Making the transition to stainless steel cookware has required re-learning most of my cooking skills. Not that I had that many to start with, but they were based on having used Teflon-coated cookware my entire life. In case anyone else is thinking about making a similar transition, here are the things I have discovered.

The first is that there is an enormous price variation in stainless steel cookware. A set of 7 pans can cost from $99 to $600 or more. I subscribe to Consumer Reports, so I took a look at their reviews, and settled on KitchenAid–affordable, but almost the best for even heating and nonstick properties in CR’s testing.

The second thing I discovered is that you have to start the cooking process differently. It’s really important to pre-heat the pan. Only once the pan is moderately hot should you add the oil. My guess is that this allows the oil to float over the irregularities in the surface, rather than oozing into them. After a pause for the oil to heat up, it’s time to add the food. You’ll know you did it wrong if everything sticks to the pan.

The third important thing is choice of oil. Light virgin olive oil is OK for many things, but for pancakes (for example) you’re better off using canola. The subject of cooking oil choice could be an article in itself; I selected canola and olive as the two best general purpose oils based on info from CSPI’s Nutrition Action Healthletter. You’ll need to use more oil than with Teflon, so it’s wise to get the healthiest.

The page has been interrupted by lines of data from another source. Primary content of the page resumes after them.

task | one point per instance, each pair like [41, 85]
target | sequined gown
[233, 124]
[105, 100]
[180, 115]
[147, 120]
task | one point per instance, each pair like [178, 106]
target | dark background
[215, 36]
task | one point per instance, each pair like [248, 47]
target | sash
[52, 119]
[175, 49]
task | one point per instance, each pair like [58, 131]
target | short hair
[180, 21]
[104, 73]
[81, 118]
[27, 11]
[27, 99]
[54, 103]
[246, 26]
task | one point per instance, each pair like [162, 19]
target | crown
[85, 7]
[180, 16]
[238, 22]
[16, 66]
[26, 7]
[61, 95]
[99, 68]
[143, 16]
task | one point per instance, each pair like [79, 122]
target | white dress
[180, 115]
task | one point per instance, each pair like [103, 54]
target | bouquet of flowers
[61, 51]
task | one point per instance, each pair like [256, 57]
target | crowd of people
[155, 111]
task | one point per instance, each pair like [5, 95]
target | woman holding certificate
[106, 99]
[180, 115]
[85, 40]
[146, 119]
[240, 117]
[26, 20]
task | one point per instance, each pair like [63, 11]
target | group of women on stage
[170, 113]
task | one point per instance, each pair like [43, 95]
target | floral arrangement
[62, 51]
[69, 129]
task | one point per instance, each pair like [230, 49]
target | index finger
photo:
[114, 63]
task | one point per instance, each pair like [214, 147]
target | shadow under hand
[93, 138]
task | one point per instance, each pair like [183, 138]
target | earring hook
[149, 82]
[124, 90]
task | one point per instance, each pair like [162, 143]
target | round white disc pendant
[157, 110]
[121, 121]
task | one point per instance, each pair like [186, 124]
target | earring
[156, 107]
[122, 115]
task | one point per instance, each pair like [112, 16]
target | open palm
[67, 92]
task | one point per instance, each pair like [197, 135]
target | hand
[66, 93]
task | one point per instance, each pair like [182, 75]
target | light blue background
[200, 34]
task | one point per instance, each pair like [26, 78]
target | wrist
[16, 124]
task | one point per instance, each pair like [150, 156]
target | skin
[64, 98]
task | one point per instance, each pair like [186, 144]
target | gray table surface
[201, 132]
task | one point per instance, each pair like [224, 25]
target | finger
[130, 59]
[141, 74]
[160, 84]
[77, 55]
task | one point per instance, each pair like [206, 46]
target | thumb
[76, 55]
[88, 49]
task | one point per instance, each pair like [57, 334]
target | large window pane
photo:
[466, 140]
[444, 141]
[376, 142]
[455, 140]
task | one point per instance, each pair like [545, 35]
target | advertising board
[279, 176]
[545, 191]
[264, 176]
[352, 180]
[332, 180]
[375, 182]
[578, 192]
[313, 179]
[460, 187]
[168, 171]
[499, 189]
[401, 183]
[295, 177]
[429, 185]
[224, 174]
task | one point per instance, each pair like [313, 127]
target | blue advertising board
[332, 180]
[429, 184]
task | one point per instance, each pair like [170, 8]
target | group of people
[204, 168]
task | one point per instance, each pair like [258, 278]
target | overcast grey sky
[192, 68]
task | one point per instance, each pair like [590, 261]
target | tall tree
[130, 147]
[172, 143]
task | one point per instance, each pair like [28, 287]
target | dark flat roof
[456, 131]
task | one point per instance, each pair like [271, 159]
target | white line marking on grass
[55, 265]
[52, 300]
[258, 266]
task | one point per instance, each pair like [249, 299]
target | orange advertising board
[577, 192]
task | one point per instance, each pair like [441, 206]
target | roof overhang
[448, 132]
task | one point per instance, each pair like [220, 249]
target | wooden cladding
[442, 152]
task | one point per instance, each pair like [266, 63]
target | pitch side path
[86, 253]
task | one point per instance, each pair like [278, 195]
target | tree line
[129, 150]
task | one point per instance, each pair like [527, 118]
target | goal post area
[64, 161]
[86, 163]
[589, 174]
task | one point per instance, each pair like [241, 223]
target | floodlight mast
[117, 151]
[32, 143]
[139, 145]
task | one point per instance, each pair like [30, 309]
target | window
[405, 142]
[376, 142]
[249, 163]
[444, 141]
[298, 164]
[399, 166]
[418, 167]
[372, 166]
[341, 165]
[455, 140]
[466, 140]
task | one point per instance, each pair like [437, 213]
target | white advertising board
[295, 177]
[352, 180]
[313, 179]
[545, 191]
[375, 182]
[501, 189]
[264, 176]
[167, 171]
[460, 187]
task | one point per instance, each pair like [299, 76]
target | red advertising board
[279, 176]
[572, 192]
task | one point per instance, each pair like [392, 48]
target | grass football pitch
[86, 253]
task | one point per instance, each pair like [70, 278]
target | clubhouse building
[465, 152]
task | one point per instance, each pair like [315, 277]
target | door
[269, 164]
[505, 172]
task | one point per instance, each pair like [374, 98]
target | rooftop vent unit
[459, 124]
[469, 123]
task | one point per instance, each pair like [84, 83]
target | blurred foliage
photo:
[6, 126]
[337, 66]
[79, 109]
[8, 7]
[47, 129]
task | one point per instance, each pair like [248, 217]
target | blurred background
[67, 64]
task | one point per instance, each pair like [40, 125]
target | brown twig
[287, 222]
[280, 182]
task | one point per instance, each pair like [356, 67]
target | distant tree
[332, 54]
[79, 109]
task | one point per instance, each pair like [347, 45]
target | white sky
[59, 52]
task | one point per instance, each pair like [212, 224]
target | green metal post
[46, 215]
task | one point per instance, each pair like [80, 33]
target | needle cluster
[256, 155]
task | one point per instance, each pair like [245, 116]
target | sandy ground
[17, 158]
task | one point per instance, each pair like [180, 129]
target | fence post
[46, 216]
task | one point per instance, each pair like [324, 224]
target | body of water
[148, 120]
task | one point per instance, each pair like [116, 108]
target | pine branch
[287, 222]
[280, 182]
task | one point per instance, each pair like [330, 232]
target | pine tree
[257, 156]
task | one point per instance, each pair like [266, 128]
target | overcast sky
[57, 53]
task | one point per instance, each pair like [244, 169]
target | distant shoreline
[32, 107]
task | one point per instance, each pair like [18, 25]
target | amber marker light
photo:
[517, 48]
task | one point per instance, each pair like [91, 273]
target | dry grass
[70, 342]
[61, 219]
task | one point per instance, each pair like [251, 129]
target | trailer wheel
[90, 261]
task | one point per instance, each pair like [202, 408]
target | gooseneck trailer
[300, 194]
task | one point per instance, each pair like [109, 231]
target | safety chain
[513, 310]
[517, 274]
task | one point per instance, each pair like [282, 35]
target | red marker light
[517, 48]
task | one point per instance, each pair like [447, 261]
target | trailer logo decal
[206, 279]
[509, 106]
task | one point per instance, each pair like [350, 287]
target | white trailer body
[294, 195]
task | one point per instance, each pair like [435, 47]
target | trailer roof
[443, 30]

Item four: once you start cooking, if you let the pan cool down for whatever reason, that’s it–game over. Unlike with Teflon, you can’t just heat the pan up again and continue. So, you need to think ahead a little more when coordinating multiple dishes. If you do try to restart cooking, you’ll probably find (as I did) that everything is suddenly sticking to the pan and scorching. The only way to restart cooking on stainless steel is to clean everything off the pan, heat it up again, add oil, and then put the food back, just like when you started cooking.

That’s the bad news. The good news is that the results from the new pans are noticably better than from our old pans. And the old ones were Circulon, a pretty good brand. So even if you’re a casual cook, I’d say that a good set of stainless steel pans can make a significant difference.

Also good is that you don’t need to be concerned about scratching stainless. Want to use a fork to stir something? Go ahead!

However, inevitably you’ll be faced with the problem of cleaning, and that can be tough. To make life more interesting, we’re also trying to reduce the toxic chemicals in the house, again primarily for the budgie’s benefit. So soon after getting the new pans, I was faced with finding a way to clean burned chocolate chip pancakes off of stainless steel.

The solution: baking soda and a non-scratch scrubbing sponge, then white vinegar and more non-scratch scrubbing sponge action. That and elbow grease got the pan sparkling and good as new.